To keep fans of Twerk updated, Garbin started a Facebook page for her newly famous cat.

“In the initial first couple of months, it was questions and messages and comments just every hour of every day,” Garbin said of the Facebook page.

But Garbin says the attention is worth it, because it gives her a chance to raise awareness about adopting cats with cerebellar hypoplasia.

“I’m grateful Humane Animal Rescue was able to come up with [the video],” Garbin said. “Hopefully other cats like Twerk are going to be able to find good homes too.”

Even while juggling classes, jobs and extracurriculars, some Pitt students have given good homes to cats of their own while still in school, occasionally indulging in internet cat culture by posting about their cats online.

Emma Oaks, a junior chemistry major, takes care of two animals, a service dog named Aiden and a cat named Annabelle. Since this past August, she and her girlfriend have started separate Instagram accounts for their two furry friends.

“I find a lot of personality in both of my pets, so displaying this personality online is really fun,” Oaks, who says her cat Annabelle is sassy and spoiled like a princess, said.

Having an online presence isn’t just snapping photos of Annabelle curled up on a couch or Aiden bounding around outside the Cathedral. It’s a time commitment, according to Oaks.

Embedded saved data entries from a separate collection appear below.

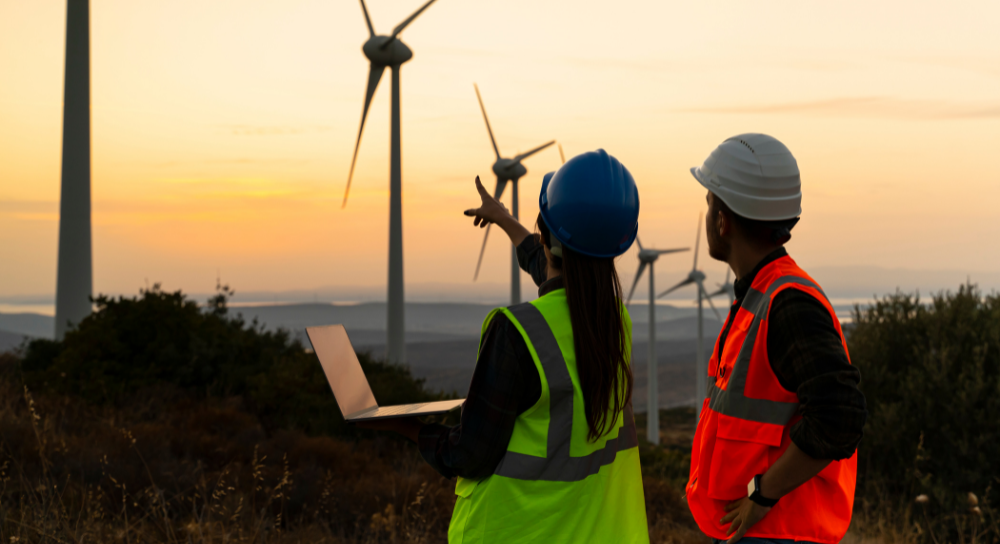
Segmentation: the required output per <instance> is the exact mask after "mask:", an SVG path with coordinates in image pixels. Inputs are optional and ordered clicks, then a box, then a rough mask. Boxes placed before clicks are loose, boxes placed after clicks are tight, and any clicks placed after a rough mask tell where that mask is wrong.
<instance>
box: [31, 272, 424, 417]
mask: <svg viewBox="0 0 1000 544" xmlns="http://www.w3.org/2000/svg"><path fill="white" fill-rule="evenodd" d="M231 296H232V291H231V290H230V289H229V287H228V286H219V288H218V294H217V295H216V296H215V297H213V298H212V299H210V300H209V301H208V305H207V306H206V307H199V306H198V304H197V303H196V302H194V301H192V300H188V299H187V298H186V297H185V296H184V294H183V293H181V292H179V291H178V292H175V293H167V292H164V291H161V290H160V289H159V287H158V286H154V287H153V288H152V289H148V290H143V291H141V292H140V295H139V296H138V297H133V298H127V297H119V298H117V299H112V298H109V297H105V296H101V297H98V298H97V299H96V300H95V301H94V302H95V304H96V306H97V311H96V312H94V313H93V314H92V315H91V316H90V317H88V318H87V319H85V320H84V321H83V322H82V323H80V325H79V327H77V328H76V329H74V330H72V331H70V332H69V333H67V334H66V337H65V339H64V340H63V341H61V342H55V341H51V340H35V341H33V342H31V343H30V344H28V346H27V349H26V352H25V354H24V357H23V361H22V362H21V365H20V368H21V371H22V373H23V379H24V383H25V385H27V386H28V387H29V388H30V389H31V390H33V391H41V390H48V391H53V392H58V393H63V394H68V395H72V396H75V397H80V398H82V399H83V400H85V401H87V402H89V403H92V404H99V405H111V406H124V405H127V404H129V403H131V402H132V401H134V400H135V399H136V398H137V397H142V396H144V395H147V394H149V393H150V390H160V391H162V390H166V389H170V390H172V391H174V394H183V395H185V396H189V397H192V398H208V397H215V398H229V397H239V398H241V399H242V401H243V403H244V404H245V408H246V409H247V410H248V411H249V412H251V413H253V414H254V415H256V416H257V417H259V418H260V419H261V421H262V423H263V424H264V426H265V428H267V429H295V430H302V431H304V432H306V433H307V434H311V435H316V434H344V433H347V432H350V431H349V427H348V426H347V425H345V424H344V421H343V419H342V418H341V416H340V412H339V410H338V408H337V404H336V401H335V400H334V397H333V395H332V394H331V393H330V386H329V384H328V383H327V381H326V378H325V377H324V375H323V370H322V368H321V367H320V365H319V364H318V363H317V361H316V357H315V355H313V354H312V353H311V352H309V351H307V350H306V349H304V347H303V346H302V344H301V343H300V342H299V341H298V340H294V339H292V338H291V337H290V335H289V333H288V332H287V331H283V330H279V331H276V332H269V331H267V330H265V328H264V326H263V325H262V324H260V323H257V321H256V320H254V321H252V322H249V323H247V322H246V321H245V320H244V319H243V318H242V316H240V315H235V316H234V315H231V312H230V310H229V309H228V308H227V306H226V302H227V300H228V299H229V297H231ZM359 360H360V361H361V365H362V367H363V368H364V370H365V374H366V375H367V376H368V378H369V380H370V382H371V385H372V390H373V391H374V392H375V396H376V398H378V399H379V400H380V402H382V403H384V404H396V403H406V402H421V401H428V400H435V399H438V398H441V395H437V394H431V393H429V392H427V391H426V390H425V389H424V387H423V381H422V380H419V379H414V378H413V377H412V376H411V375H410V372H409V370H408V369H406V368H403V367H399V366H395V365H389V364H386V363H384V362H381V361H378V360H375V359H374V358H372V357H371V355H370V354H368V353H360V354H359Z"/></svg>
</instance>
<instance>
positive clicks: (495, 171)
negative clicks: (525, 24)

Oaks said she hopes to make money off her Instagram accounts, thinking if the pages rise in popularity she can run ads and make extra cash to either donate or put toward any pet care needs.

But for Oaks, it’s mostly about getting to share her pets’ sass and spunk with others.

“It’s awesome that you get to share pictures of the things that you love most in your life,” Oaks said. “Everybody loves them, and it makes them happy.”